Huckleberry patch locations are shrouded in absolute secrecy, just like crabbing spots here on the Sound. Under no circumstance does a Montanan share where or even when he picked his purple gold. I’ve heard tale of adult children learning of their father’s patch coordinates only upon his death. We don’t mess around when it comes to huckleberries.

On my last visit to the Clark Fork Valley I was able to make arrangements via a secret phone call at the grocery store with an elderly woman and her sons to purchase a couple gallons of fresh picked berries. First name basis, cash only, and a secret head nod known only to Montana natives- it would all feel a little scandalous to outsiders but if you’ve ever tasted these berries, you’d understand why we guard them, literally, with our lives. (bears are real and they love huckleberries)

Huckleberries have a strong, rich flavor so if using in place of blueberries, you can likely reduce the amount by half. For these scones I used only a cup of berries, mixed straight from the freezer to reduce color bleed. Remember to always use cold butter when baking flaky treats.

I rarely have buttermilk in the house except for large catering jobs. Fresh milk with a tablespoon of vinegar suits me just fine. Yes, you must use buttermilk or milk/vinegar if the recipe calls for it. You need that acid to work with the baking soda. Sure you can omit both and use plain milk but there’s still some science involved so just stick with the recipe.
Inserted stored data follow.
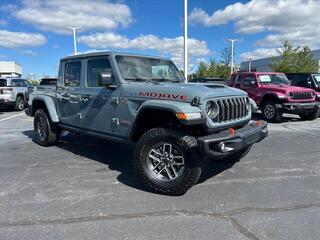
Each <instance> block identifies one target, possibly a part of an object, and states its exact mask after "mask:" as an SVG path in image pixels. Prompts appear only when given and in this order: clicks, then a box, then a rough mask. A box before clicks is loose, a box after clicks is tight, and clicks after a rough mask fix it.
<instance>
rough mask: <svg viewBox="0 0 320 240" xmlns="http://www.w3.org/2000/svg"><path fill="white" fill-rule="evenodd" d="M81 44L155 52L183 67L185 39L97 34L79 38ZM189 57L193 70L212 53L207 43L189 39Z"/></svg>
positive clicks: (190, 63) (177, 38)
mask: <svg viewBox="0 0 320 240" xmlns="http://www.w3.org/2000/svg"><path fill="white" fill-rule="evenodd" d="M78 41H79V42H80V43H84V44H86V45H87V46H89V47H91V48H98V49H101V48H113V49H135V50H155V51H157V52H158V53H159V54H160V55H169V56H170V57H171V58H172V60H173V61H174V62H175V63H176V64H177V65H178V66H179V67H182V65H183V37H182V36H180V37H176V38H159V37H158V36H155V35H152V34H149V35H140V36H139V37H137V38H133V39H129V38H127V37H125V36H122V35H119V34H115V33H96V34H92V35H83V36H80V37H79V38H78ZM188 46H189V47H188V56H189V58H190V61H189V62H190V65H189V68H190V69H192V68H193V67H194V64H195V63H198V59H201V58H203V57H206V56H208V55H209V54H210V53H211V52H210V50H209V48H208V46H207V43H206V42H205V41H200V40H197V39H193V38H190V39H188Z"/></svg>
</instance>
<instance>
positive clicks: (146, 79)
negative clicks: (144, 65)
mask: <svg viewBox="0 0 320 240" xmlns="http://www.w3.org/2000/svg"><path fill="white" fill-rule="evenodd" d="M125 80H129V81H136V82H149V83H154V84H159V82H156V81H154V80H153V79H149V78H125Z"/></svg>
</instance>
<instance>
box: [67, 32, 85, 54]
mask: <svg viewBox="0 0 320 240" xmlns="http://www.w3.org/2000/svg"><path fill="white" fill-rule="evenodd" d="M66 28H68V29H70V30H72V33H73V48H74V55H77V36H76V31H77V30H80V29H82V28H81V27H66Z"/></svg>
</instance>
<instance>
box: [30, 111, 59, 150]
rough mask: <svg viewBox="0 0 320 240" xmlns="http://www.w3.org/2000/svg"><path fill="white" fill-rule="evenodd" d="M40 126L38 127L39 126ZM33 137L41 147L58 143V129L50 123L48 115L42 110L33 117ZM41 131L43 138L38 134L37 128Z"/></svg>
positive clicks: (46, 112) (36, 113)
mask: <svg viewBox="0 0 320 240" xmlns="http://www.w3.org/2000/svg"><path fill="white" fill-rule="evenodd" d="M39 124H40V125H39ZM33 126H34V135H33V140H34V141H35V142H36V143H38V144H39V145H41V146H44V147H49V146H52V145H55V144H56V143H57V141H58V135H59V130H58V127H57V126H56V125H55V124H53V123H52V122H51V120H50V119H49V117H48V114H47V112H46V111H45V110H43V109H38V110H37V111H36V113H35V115H34V124H33ZM40 126H41V128H42V130H43V136H41V135H40V133H39V127H40Z"/></svg>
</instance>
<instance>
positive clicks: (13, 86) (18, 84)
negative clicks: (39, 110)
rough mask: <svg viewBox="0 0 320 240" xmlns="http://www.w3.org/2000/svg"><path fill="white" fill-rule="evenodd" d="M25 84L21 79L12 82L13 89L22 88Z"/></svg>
mask: <svg viewBox="0 0 320 240" xmlns="http://www.w3.org/2000/svg"><path fill="white" fill-rule="evenodd" d="M22 86H23V83H22V81H21V79H12V80H11V87H22Z"/></svg>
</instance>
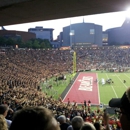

Whatever you do, do NOT over mix or knead a quick bread. The butter & leavening agent combination is meant to give you soft, flaky results. In the case of biscuits you can fold it over on itself a few times and then gently roll out. You won’t need to do that here.

One thing to note- preheat your hotbox well ahead of time for breads and cookies. The initial shock of heat is very important to get the loft and tenderness you desire.

I drizzled a bit of lemon glaze on top, it compliments the sweet tangy berry very well. Tastes like childhood.

Huckleberry Scones

  • 2 1/3 c flour
  • 1/3 c sugar
  • 1/2 t baking soda
  • 1 T baking powder
  • 1/4 t salt
  • 1/2 c unsalted butter, very cold and cut into small cubes
  • 3/4 c buttermilk
  • 1 egg
  • 1 t vanilla
  • juice and zest of one lemon
  • 1 c frozen huckleberries

Set the hotbox to 450. Line a sheet pan with parchment.

Sift the dry ingredients, then cut in butter til cornmeal consistency. Gently toss in the berries, chill. Beat the remaining ingredients til frothy and gently fold into the dry mixture. My junior high home-ec teacher said 10 folds is all you need for quick breads. She was right. Turn onto board with a bit of flour and sugar to prevent sticking. Gently press into a large circle about 1 inch thick. Gently cut, don’t saw, into 8 triangles. Use pancake turner to place on parchment, leaving plenty of space in between. Brush with a little buttermilk and sprinkle on some sugar.

Place in chill box til ready to bake. Reduce to 425 and bake 16-18 minutes. Leave on the pan til slightly cooled then drizzle with powdered sugar/lemon juice glaze.